Below is my essay that was a runner up to Tech Central Station's essay writing contest on "Do free trade agreements help Asia become globally competitive?" Posted in TCS website,
Actions Louder than Words
By Bienvenido S. Oplas, Jr.
15 May 2006
Free trade agreements and their variants (economic cooperation agreements, regional and sub-regional trade agreements) are agreements among Presidents and Trade Ministers, agreements among governments; they are not agreements among people of those countries.
Funnily enough, countries or governments do not trade with each other; people do. And when people trade with each other, they normally do not set conditions, they do not make paper agreements. For instance, a Filipino software engineer does not require that a Thai garments producer should first buy his software program before he will buy the Thai's new lines of long sleeve shirts. People simply buy certain goods or services from everywhere because they want something of value for their money.
People are happy when they find bargains -- cheap clothes, shoes, computers, food, drinks, cell phones, -- whether or not those are available in their traditional, often local, shops.
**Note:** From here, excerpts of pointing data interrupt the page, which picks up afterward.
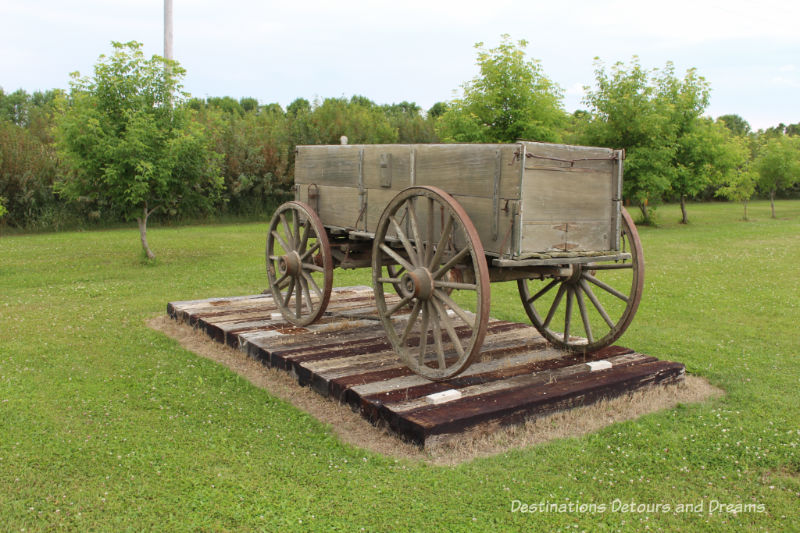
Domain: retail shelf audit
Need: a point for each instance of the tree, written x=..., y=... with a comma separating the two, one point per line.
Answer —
x=740, y=184
x=655, y=117
x=707, y=155
x=778, y=165
x=736, y=124
x=131, y=145
x=625, y=112
x=511, y=99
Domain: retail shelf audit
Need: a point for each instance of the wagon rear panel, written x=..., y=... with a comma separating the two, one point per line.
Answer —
x=327, y=178
x=349, y=186
x=570, y=199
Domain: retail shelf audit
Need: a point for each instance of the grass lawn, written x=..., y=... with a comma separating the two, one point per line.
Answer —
x=108, y=425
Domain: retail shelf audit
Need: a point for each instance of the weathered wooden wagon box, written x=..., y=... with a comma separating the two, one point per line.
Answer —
x=525, y=199
x=437, y=223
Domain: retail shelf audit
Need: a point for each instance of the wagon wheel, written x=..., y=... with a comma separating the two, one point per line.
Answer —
x=299, y=263
x=424, y=231
x=613, y=290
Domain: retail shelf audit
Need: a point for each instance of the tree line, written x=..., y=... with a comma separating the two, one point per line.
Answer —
x=126, y=142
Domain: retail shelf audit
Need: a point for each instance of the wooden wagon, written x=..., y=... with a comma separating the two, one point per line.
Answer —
x=438, y=223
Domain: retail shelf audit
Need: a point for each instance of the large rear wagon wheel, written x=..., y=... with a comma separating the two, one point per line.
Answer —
x=424, y=241
x=299, y=263
x=591, y=307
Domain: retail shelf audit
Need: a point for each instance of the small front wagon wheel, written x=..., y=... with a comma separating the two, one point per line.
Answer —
x=299, y=263
x=594, y=304
x=427, y=247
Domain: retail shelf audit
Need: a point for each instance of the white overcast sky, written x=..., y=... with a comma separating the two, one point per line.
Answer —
x=415, y=50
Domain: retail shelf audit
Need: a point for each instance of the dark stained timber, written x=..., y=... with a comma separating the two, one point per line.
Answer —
x=346, y=356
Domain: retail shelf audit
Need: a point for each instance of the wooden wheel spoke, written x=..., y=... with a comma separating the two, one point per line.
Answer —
x=597, y=305
x=448, y=326
x=554, y=306
x=437, y=339
x=288, y=231
x=313, y=284
x=423, y=335
x=542, y=291
x=279, y=238
x=412, y=253
x=440, y=247
x=304, y=242
x=309, y=251
x=584, y=314
x=296, y=229
x=440, y=284
x=412, y=318
x=397, y=257
x=451, y=263
x=298, y=297
x=455, y=307
x=392, y=310
x=605, y=287
x=280, y=282
x=429, y=238
x=419, y=244
x=307, y=292
x=289, y=292
x=568, y=314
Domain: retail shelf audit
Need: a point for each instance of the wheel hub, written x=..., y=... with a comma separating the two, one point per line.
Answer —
x=289, y=264
x=417, y=283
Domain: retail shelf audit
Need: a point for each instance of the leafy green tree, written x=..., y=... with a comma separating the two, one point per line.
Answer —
x=248, y=104
x=438, y=109
x=778, y=165
x=511, y=99
x=411, y=126
x=28, y=168
x=130, y=143
x=626, y=112
x=736, y=124
x=655, y=116
x=359, y=119
x=739, y=185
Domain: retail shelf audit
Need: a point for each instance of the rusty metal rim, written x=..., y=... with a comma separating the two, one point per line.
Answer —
x=479, y=266
x=565, y=285
x=301, y=318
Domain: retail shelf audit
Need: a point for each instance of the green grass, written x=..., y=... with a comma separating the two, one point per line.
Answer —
x=107, y=425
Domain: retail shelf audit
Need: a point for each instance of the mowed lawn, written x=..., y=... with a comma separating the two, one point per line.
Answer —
x=107, y=425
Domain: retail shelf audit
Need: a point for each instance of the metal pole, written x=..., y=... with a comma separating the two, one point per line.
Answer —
x=168, y=29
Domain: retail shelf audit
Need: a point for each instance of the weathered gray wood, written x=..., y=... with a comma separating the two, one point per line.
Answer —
x=566, y=236
x=336, y=206
x=568, y=194
x=574, y=188
x=387, y=166
x=328, y=165
x=468, y=169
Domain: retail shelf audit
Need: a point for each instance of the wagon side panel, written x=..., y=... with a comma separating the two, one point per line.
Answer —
x=484, y=179
x=388, y=169
x=570, y=199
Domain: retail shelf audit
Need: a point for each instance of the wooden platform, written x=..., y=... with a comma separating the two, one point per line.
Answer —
x=346, y=356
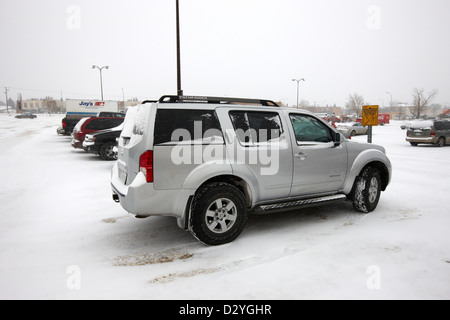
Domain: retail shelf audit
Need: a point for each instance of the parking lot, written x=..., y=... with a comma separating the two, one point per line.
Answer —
x=62, y=236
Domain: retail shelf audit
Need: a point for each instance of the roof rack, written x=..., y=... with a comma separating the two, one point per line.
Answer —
x=149, y=101
x=216, y=100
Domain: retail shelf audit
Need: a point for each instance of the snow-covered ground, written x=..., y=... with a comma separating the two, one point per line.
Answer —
x=62, y=236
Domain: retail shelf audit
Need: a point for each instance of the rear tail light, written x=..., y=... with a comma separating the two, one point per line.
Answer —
x=146, y=165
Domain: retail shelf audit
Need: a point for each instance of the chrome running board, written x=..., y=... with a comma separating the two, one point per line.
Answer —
x=301, y=203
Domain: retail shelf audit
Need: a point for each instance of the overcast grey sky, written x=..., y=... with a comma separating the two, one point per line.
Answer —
x=248, y=48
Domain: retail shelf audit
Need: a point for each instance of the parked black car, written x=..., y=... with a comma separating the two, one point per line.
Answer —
x=103, y=142
x=26, y=115
x=111, y=114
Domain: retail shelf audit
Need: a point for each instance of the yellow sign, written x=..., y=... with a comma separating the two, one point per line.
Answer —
x=370, y=116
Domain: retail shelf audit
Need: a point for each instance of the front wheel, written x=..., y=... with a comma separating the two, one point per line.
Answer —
x=218, y=214
x=367, y=190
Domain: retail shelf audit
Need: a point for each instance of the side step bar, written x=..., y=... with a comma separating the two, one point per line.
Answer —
x=300, y=203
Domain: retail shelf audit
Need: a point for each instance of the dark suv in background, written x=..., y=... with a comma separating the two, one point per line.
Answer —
x=103, y=142
x=436, y=132
x=91, y=125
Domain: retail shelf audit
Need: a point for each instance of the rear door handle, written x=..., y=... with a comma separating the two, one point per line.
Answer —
x=301, y=155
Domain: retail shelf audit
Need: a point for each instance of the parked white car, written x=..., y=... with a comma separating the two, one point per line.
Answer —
x=209, y=161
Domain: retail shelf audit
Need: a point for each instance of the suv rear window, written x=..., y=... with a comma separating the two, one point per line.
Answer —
x=178, y=125
x=256, y=127
x=422, y=125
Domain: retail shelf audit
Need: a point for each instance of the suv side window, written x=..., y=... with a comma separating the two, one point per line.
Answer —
x=310, y=129
x=175, y=125
x=255, y=127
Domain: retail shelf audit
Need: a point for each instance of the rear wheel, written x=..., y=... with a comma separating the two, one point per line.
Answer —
x=219, y=214
x=367, y=190
x=441, y=142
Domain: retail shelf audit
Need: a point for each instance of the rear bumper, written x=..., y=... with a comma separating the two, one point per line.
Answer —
x=432, y=140
x=141, y=199
x=91, y=147
x=77, y=144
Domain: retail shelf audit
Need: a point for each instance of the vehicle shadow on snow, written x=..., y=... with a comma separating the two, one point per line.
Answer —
x=155, y=237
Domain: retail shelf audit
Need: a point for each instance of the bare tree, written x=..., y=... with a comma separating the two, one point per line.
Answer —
x=421, y=101
x=355, y=103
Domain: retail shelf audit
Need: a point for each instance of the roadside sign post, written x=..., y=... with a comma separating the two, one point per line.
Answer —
x=370, y=119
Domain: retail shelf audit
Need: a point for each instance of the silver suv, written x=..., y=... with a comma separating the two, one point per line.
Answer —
x=210, y=161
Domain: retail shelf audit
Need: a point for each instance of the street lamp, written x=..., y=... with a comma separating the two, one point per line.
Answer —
x=101, y=81
x=298, y=85
x=391, y=98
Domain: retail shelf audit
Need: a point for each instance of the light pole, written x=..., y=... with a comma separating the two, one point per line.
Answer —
x=101, y=81
x=179, y=90
x=298, y=87
x=391, y=98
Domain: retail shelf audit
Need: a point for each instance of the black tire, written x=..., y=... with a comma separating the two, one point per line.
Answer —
x=441, y=142
x=366, y=190
x=218, y=214
x=106, y=151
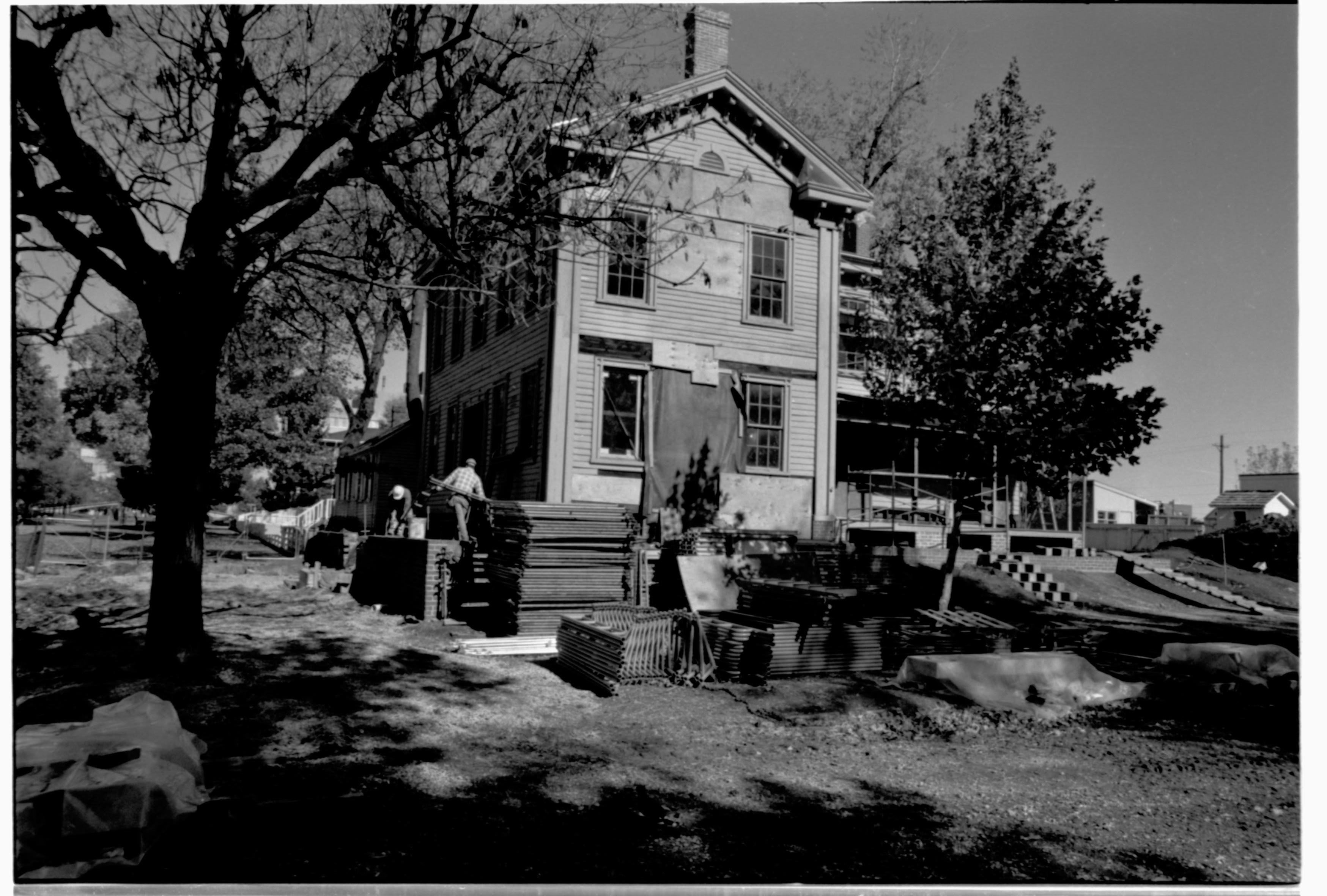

People are happy when they have plenty of choices of products, and sources to find various goods and services to fill their needs. In this sense most people advocate free trade whether they know it or not.
Some groups, however, have a double standard. They want all their consumption needs and production inputs to be liberalized and to be available at bargains, but want their own products and services to be protected from competition. It doesn't work that way. Still, governments the world over so often give in to protectionist aspirations. Such is done often in the name of "nationalism" and "helping the poor", but this view is myopic.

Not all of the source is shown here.